La performance teatrale ha plasmato il suo carattere e impatto anche grazie agli abiti di scena, tutti interamente realizzati dalla giovanissima stilista Denisa Iacob. La sua magistrale capacità con ago e filo ha dato vita a vestiti con apparenza di ferite, ad uno splendido mantello bianco con delicati ricami dorati che scivolavano lungo le forme del corpo, e infine l’abito protagonista indossato dal suo mentore, che ha sorpreso e incantato tutti aprendosi nel gran finale in due ali di filato rosso intenso, con cordini disgiunti che sono apparsi dalla sua schiena.

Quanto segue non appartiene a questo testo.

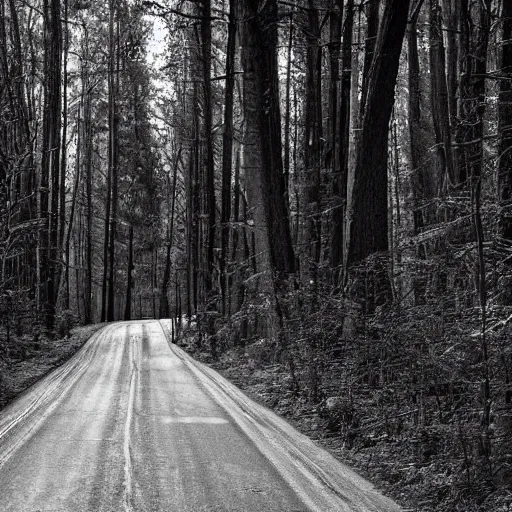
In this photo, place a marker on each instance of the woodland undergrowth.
(398, 391)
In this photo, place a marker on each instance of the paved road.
(131, 423)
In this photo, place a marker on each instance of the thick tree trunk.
(227, 153)
(129, 280)
(439, 100)
(209, 206)
(505, 125)
(340, 181)
(164, 300)
(113, 154)
(368, 224)
(49, 184)
(313, 137)
(262, 158)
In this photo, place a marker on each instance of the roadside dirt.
(32, 363)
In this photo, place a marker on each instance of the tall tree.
(50, 158)
(505, 123)
(368, 222)
(227, 151)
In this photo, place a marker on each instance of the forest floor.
(32, 360)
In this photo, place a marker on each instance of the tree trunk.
(340, 181)
(227, 152)
(368, 224)
(164, 300)
(439, 101)
(505, 125)
(129, 281)
(313, 137)
(262, 159)
(49, 183)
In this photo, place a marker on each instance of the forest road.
(132, 423)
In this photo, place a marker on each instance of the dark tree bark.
(114, 59)
(261, 78)
(505, 125)
(164, 301)
(372, 16)
(50, 158)
(313, 141)
(369, 223)
(419, 174)
(209, 207)
(439, 101)
(227, 153)
(340, 181)
(129, 281)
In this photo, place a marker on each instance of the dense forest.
(325, 185)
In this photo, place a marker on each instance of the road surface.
(131, 423)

Il successo dell’evento è stato possibile anche grazie a chi di solito poco appare ma silenziosamente aggiunge la propria inestimabile soggettività, come Livia Silvestri, altra giovane ragazza che ha contribuito a creare la visione e l’immaginario del progetto con il suo sguardo fresco e attento sull’organizzazione, ed Emily Mele, colei che porta il merito non solo della partecipazione organizzativa, ma anche di aver allestito la sala e la passerella, realizzando degli eleganti fiori bianchi con recupero di mascherine scadute provenienti dal Muro della Gentilezza. L’obiettivo di Emily è simbolico e ottimista, riutilizzare un oggetto non solo di scarto, ma portatore di brutti ricordi, per farlo diventare qualcosa di bello e con una nuova vita.

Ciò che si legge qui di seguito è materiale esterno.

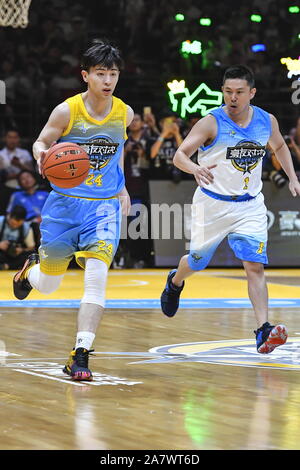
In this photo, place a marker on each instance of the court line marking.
(44, 376)
(200, 303)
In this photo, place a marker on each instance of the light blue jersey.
(238, 153)
(103, 141)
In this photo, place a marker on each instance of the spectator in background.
(64, 83)
(16, 239)
(163, 149)
(136, 170)
(13, 159)
(30, 197)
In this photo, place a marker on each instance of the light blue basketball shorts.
(243, 223)
(86, 228)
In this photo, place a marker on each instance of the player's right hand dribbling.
(40, 163)
(203, 175)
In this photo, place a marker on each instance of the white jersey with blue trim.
(238, 153)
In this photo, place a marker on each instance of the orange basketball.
(66, 165)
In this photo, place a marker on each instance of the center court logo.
(233, 353)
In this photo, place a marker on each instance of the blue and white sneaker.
(169, 299)
(269, 337)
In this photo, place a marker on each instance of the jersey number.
(92, 179)
(246, 182)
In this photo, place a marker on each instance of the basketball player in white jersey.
(231, 143)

Lo spettacolo Velletri Moda ha dimostrato ancora una volta che l’incontro tra generazioni è in grado di creare nuova bellezza e che la fiducia è l’ingrediente più importante, poiché rende la collaborazione sorprendente e funzionale. Lo scambio avvenuto si rivolge alla speranza di ampliare la rete per chi ha capacità e volontà di crescere, di farsi conoscere e proporre la propria visione, che per ogni stilista è unica e derivata da uno studio approfondito. Alcuni studenti, altri accademici o autodidatti, tra questi ragazzi potrebbero esserci le nuove leve della moda contemporanea e futura, che rimarranno sempre grati per chi, come le persone speciali dietro al Muro della Gentilezza, è pronto a dargli fiducia e ottime opportunità.
Anche altre persone e aziende hanno teso la propria mano per rendere tutto ciò possibile e speciale: si ringrazia per la partecipazione la vicesindaca Chiara Ercoli – rappresentante dell’amministrazione comunale -, che ha reso chiaro il suo sostegno ai giovani e alle iniziative a loro dedicate.

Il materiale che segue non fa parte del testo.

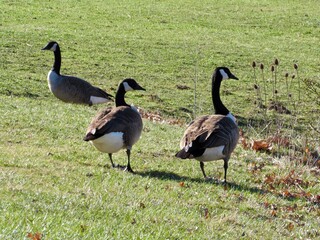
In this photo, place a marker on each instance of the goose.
(118, 127)
(72, 89)
(212, 137)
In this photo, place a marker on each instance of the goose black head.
(225, 73)
(130, 84)
(51, 46)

Un altro caloroso ringraziamento va alla Banca di Credito Cooperativo Colli Albani e Nettuno, sponsor principale dell’evento; a Roberto Coiffeur, il parrucchiere che si è curato delle acconciature delle modelle; a Re Sole Wellness che si è occupato del trucco e alle sue delegate make-up artist Angelica Magni e Aurora Magni; alla fotografa Giulia Perciballi e alla social media manager Rossella Macrina; all’APS “Difendiamo l’Allegria” di Leonardo Mayone rappresentante dell’area fragilità per la Rete di Tutti (Ass. L.A.I.C. e ALBA); alla Fondazione San Michele Arcangelo ETS del Presidente Gian Mario De Luca; alla moderatrice Ph.D. Giorgia Giordani; e alle aziende agricole che hanno presenziato, azienda vitivinicola bio Marco Serra, azienda agricola bio La Capanna di Fabrizio Caponera, azienda agricola Casale Battista, azienda agricola di Maurizio Bonanni.
Un doveroso ringraziamento ai volontari della Croce Rossa Italiana e della Misericordia che hanno vigilato con sicurezza sulla numerosa affluenza.